If you want to laugh until you weep, Google and watch “Talking to Americans” which Rick Mercer did on CBC TV. There was one segment taped on the Harvard campus in which he asked people if they thought Canada should outlaw a practice legal in Quebec – French-Canadian surgeons were allowed to smoke cigarettes and drink wine during surgery. All nodded furiously and said yes, that should definitely be outlawed. And much much more. It’s very funny.
Very Canadian…
Have lived in Japan, Turkey, France, Italy and travelled to many others for extended and short visits. My spouse is Italian, so we visit there for at least a month (but sometimes up to three months) a year. I don’t know if he would want to live there again, though. I’d happily return to any of the places I have lived, but probably not to live (except maybe France). Especially not current Turkey, under Erdogan. When I lived there it was moderate and had a good relationship with Israel (in fact, I travelled to Israel from Turkey during that period) – he has ruined that. And I agree that Canada can be quite “small” or parochial, though there is much I love here.

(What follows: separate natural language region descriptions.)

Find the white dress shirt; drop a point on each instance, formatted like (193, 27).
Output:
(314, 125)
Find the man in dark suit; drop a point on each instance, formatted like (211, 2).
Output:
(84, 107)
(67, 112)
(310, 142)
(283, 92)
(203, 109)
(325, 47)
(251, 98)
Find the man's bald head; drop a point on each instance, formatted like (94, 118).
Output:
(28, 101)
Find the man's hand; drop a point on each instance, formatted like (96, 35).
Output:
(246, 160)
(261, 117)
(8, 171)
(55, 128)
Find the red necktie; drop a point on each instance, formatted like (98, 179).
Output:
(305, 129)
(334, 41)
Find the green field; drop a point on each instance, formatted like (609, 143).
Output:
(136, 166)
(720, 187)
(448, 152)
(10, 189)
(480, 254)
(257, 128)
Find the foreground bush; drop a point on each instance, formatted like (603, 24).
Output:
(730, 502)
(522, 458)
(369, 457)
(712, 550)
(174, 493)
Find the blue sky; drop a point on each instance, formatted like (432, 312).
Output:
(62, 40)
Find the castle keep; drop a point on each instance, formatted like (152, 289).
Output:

I envy you those countries! A very good friend of ours (a journalism couple, she American, he French) met while working in Tokyo and later worked in Turkey as well.
Choosing where to live, and for a long time, is a tricky mix of things we (most) want — and likely to change as we move through life. I don’t have kids but have been horrified by so much of what I see in American education — from “active shooter drills” (!!!!) to the terrible inequality when school budgets come from local property taxes to the $$$$$$$ of college degrees that often prove worthless. I am VERY glad I lived in Canada ages 5 to 30 and was well educated there and left with zero student debt. I loathe the racism here — but, boy, Canada just had a REALLY bad week in that regard as well. Climate and geography/beautiful landscape really matter to me — and our home here in NY is very good on both of those fronts.
NYC has been much much better for me, as I knew it would, for work as a journalist and author. I was very aware, after working in Toronto and Montreal by 30….then what? Work where? I didn’t like Toronto. I didn’t love Montreal — and had no interest in moving to Ottawa, Vancouver, Calgary or Halifax. So much for Canadian journalism!
I know Canada has many advantages over the U.S., for sure, and we are back in PQ and Ont usually 2 to 4 times every year to visit dear friends — and sort of see if we want to make the Big Move. Not until we are able to STOP working is this even a choice….and Canadian real estate costs are (!??) much worse than they are here, except for boonies of both. So that, too, is a real impediment.